The last couple of decades have seen its once good name increasingly besmirched to the point at which it is now often used as shorthand for all that is artificial, disposable and tacky. It has become the inglourious nom de plume for every hilariously coiffed, two-bob TV karaoke singer whose autotuned, endless arpeggios of inane warblings vaguely recounting some colossal obstacle that they have had to swim across/scale up/leap over in order to get to this, their moment, etc. are excreted into the ears of all who have the dubious privilege of fully functional hearing. Pop music has come to be the high starch feed to the listening public's Toulouse goose, our bloated livers throbbing for a respite that shall only come in death when our grostesque foie gras is harvested and fed into the bloodied lips of 'entertainment' gurus plotting their next onslaught of worldwide gavage.

Yes, this is now the common perception of what pop music has come to mean.
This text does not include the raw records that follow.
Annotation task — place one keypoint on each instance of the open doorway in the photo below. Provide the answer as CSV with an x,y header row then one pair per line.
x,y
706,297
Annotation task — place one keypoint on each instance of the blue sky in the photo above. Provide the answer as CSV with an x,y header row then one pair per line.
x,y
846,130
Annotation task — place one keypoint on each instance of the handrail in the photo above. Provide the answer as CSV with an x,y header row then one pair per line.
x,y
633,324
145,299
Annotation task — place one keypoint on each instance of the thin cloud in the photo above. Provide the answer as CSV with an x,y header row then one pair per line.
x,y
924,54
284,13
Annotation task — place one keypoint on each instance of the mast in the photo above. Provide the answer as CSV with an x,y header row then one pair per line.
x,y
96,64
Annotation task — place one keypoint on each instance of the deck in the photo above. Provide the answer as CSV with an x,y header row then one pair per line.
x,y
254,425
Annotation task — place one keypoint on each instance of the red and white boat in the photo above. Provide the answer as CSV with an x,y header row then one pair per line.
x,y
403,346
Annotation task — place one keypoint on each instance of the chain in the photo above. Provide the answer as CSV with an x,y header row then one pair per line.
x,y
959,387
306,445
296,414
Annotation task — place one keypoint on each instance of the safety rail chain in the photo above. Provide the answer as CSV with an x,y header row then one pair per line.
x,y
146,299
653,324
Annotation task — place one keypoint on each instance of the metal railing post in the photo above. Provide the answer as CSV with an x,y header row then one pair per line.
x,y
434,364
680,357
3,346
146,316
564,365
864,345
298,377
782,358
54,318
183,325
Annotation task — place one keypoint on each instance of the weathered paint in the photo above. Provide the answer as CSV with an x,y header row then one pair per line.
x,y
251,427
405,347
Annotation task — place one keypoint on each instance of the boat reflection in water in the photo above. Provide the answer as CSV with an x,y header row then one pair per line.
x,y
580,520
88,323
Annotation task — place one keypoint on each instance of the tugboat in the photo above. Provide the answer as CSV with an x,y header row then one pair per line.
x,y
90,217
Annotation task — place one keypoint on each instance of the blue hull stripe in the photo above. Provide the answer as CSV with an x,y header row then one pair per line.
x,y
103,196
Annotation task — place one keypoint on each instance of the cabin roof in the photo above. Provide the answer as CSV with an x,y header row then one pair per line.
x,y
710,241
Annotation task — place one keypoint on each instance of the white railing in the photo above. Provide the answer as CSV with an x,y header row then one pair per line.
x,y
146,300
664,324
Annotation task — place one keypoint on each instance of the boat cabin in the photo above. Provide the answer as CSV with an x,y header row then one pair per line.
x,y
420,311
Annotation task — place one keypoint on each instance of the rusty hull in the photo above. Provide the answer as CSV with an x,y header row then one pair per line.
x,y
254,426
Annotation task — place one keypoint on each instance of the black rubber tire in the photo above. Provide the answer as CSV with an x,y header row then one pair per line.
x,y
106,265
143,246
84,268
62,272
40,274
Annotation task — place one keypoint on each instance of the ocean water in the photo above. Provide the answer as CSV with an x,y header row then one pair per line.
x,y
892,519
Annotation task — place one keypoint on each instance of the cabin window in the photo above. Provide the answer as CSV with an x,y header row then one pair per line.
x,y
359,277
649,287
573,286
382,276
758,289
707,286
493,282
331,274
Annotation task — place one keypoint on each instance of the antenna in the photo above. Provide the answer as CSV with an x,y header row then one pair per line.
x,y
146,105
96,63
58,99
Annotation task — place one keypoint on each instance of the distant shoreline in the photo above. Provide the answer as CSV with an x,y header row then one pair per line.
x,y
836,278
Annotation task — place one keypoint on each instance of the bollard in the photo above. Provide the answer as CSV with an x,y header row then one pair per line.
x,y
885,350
However, it is worth remembering that there was a time when pop was not synonymous with all that is wrong with the modern world. Indeed, unlike today, it used to be made for people who actually liked music. Moreover, despite typically eliciting that alluring feeling of familiarity, good pop music has always had innovation at its heart. It is very much in this spirit that we should consider Talk Less, Say More's new long player, England Without Rain.
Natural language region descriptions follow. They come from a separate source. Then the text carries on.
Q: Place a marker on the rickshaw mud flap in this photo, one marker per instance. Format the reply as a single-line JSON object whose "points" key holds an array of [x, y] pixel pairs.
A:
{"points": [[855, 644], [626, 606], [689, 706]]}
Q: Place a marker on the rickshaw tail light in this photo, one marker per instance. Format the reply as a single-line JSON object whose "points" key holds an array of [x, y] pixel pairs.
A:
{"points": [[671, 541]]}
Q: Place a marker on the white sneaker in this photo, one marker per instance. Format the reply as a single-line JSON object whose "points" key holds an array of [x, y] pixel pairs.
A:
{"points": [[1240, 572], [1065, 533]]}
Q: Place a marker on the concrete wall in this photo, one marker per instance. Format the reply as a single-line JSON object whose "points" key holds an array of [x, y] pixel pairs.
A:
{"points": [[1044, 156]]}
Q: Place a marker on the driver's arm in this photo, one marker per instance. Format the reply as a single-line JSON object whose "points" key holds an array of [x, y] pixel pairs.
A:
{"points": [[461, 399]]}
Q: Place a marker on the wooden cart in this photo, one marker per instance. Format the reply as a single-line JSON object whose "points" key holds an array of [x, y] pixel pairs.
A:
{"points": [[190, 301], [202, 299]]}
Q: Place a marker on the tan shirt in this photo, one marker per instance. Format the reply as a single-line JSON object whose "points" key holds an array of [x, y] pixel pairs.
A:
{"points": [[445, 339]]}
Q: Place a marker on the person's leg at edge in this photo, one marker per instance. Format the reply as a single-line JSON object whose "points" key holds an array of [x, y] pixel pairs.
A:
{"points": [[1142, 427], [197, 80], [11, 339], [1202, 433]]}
First track 'I Feel Like Making a Record' is a truly brilliant way to start an album functioning both as a postmodern, performative statement and an indication that this is a proper album, a cohesive whole, rather than just a random collection of recently written tunes. Even more importantly, it's a great song. In its melange of guzheng (a traditional Chinese zither), propulsive beats, treated vocal refrains and searing guitar breaks, the tone is set for the album, artfully assimilating organic instrumentation into an electronic framework without sounding jarring. The result is something akin to a sonic form of cubism, as familiar musical ideas are shown to be multi-faceted and exhibited angularly from a multitude of perspectives.

'Atlantic' follows, adding an emotional pull to the sense of space in its processed synth swells and primal groove. The title track comes next, continuing the Sino-Anglo theme with its ruminations on Eastern mythology and the creative process.

Elsewhere, the album is saturated with off-kilter, electronic pop songs of uniformly high quality. The syncopated vocal line of "My nerves are frayed and my nerves are crackling' in 'The Something Sonata' will discharge itself around your head for days, whilst the near childlike melody of 'Black Eyes' belies a track far more riddled with adult concerns. 'Sky Over Everything' takes a somewhat zen-like stance towards both the comforts and drawbacks in the fallibility of memory, paving the way for an fantastic triumvirate of closing tracks. 'Love is Vortex' is an appropriately revolving echo of guzheng, gentle piano, ghostly whispers and a slightly schizophrenic vocal which moves from mellifluous and swooping to attack-laden staccato in enjoyably surprising fashion. 'I Didn't Realise' is a definite album highlight, its restrained surface of glitched beats and juddering chimes masking something far more wild and uncontrolled beneath, only finally breaking through as a single, shrieking guitar note jockeys the song towards a thrilling finale which then itself is turned on its head, undercut by a quirky synth coda. The pulsating bass of 'Double Helixxx' brings the album towards its close, lyrically juxtaposing desire with a more genetic view of coupling before the 'energy is set free' as the 4/4 drops in and a joyous dance ensues.

When reviewing an album by a relatively unknown artist, it is easy to fall into the habit of incessantly referencing other bands (is there anything more tedious than hearing someone say that something sounds like 'band x on acid'?) given that it not only makes for easy, albeit lazy, criticism but also offers the reader a tangible indication as to whether they will like a record or not. The greatest praise that can be given to 'England Without Rain' is that there really is nothing out there quite like it. One might, perhaps, weakly proffer Hot Chip or Junior Boys, but to do so would be to do a great disservice to a unique, yes, leftfield, but also unashamedly bedroom pop album.

You should listen to it and then tell everyone you know to do the same.

Why? Because you are responsible for the dire present state of pop. If you don't pay it any attention it will go away. As Edmund Burke once noted, all that is necessary for the triumph of evil is for good men to do nothing. If you don't like your pop, you can change it. My friends, it's time to reclaim pop. Let 'England Without Rain' be your first step.